# textgrid-tools
[![PyPI](https://img.shields.io/pypi/v/textgrid-tools.svg)](https://pypi.python.org/pypi/textgrid-tools)
![PyPI](https://img.shields.io/pypi/pyversions/textgrid-tools.svg)
[![MIT](https://img.shields.io/github/license/stefantaubert/textgrid-ipa.svg)](https://github.com/stefantaubert/textgrid-ipa/blob/main/LICENSE)
[![PyPI](https://img.shields.io/pypi/wheel/textgrid-tools.svg)](https://pypi.python.org/pypi/textgrid-tools/#files)
![PyPI](https://img.shields.io/pypi/implementation/textgrid-tools.svg)
[![PyPI](https://img.shields.io/github/commits-since/stefantaubert/textgrid-ipa/latest/main.svg)](https://github.com/stefantaubert/textgrid-ipa/compare/v0.0.7...main)
[![DOI](https://zenodo.org/badge/DOI/10.5281/zenodo.7528782.svg)](https://doi.org/10.5281/zenodo.7528782)

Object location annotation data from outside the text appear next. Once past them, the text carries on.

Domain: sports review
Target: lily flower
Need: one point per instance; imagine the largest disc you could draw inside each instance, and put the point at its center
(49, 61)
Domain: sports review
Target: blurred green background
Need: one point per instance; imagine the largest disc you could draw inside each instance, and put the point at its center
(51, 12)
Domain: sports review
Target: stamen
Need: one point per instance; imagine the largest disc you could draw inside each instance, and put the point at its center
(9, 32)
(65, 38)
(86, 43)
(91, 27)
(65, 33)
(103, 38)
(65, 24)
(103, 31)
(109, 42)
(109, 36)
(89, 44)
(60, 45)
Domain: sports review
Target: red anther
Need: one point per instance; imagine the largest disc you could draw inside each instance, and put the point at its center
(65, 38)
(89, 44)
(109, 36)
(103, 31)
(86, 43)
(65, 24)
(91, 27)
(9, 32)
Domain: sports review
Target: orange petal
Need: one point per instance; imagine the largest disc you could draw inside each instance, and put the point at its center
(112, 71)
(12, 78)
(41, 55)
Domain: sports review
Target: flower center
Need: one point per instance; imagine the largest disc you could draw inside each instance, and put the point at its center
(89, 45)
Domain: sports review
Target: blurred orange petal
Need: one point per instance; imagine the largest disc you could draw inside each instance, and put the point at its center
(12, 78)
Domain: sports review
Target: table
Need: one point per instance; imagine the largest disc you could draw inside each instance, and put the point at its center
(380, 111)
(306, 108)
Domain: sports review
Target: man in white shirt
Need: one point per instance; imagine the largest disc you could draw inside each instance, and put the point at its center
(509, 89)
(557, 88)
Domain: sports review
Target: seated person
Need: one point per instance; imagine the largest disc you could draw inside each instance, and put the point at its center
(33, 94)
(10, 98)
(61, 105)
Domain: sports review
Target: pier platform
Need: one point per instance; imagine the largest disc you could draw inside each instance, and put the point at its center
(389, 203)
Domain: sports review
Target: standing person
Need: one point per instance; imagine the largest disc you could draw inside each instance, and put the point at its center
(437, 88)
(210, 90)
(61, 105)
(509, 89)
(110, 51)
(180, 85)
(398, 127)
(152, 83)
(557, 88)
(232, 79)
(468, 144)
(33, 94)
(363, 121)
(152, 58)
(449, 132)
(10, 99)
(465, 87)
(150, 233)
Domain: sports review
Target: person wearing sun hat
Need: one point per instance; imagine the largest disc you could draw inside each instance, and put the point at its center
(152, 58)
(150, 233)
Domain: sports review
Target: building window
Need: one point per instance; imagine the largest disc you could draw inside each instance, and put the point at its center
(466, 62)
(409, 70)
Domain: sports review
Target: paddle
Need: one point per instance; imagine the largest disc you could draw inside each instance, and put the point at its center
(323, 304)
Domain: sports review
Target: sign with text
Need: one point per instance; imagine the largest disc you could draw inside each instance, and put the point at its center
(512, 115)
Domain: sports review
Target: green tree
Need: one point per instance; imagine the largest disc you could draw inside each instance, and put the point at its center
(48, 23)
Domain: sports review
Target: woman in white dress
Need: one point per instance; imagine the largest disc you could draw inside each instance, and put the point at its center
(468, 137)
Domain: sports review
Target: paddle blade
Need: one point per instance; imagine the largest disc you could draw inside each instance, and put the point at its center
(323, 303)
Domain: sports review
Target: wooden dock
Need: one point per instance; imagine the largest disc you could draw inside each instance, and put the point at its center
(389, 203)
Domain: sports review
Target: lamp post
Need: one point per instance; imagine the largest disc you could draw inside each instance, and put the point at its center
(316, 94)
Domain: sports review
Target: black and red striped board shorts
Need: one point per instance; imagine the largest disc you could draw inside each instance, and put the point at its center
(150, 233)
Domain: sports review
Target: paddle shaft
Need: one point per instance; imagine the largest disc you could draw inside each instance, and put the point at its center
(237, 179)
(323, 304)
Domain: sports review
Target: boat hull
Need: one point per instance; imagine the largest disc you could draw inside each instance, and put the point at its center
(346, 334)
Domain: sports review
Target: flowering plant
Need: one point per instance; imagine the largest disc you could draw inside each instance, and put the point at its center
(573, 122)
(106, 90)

Command-line interface (CLI) to modify TextGrids and their corresponding audio files.
## Features
- grids
- `merge`: merge grids together
- `plot-durations`: plot durations
- `mark-durations`: mark intervals with specific durations with a text
- `create-dictionary`: create pronunciation dictionary out of a word and a pronunciation tier
- `plot-stats`: plot statistics
- `export-vocabulary`: export vocabulary out of multiple grid files
- `export-marks`: exports marks of a tier to a file
- `export-durations`: exports durations of grids to a file
- `export-paths`: exports grid paths to a file
- `export-audio-paths`: exports audio paths to a file
- `import-paths`: import grids from paths written in a file
- `import-audio-paths`: import audio files from paths written in a file
- grid
- `create`: convert text files to grid files
- `sync`: synchronize grid minTime and maxTime according to the corresponding audio file
- `split`: split a grid file on intervals into multiple grid files (incl. audio files)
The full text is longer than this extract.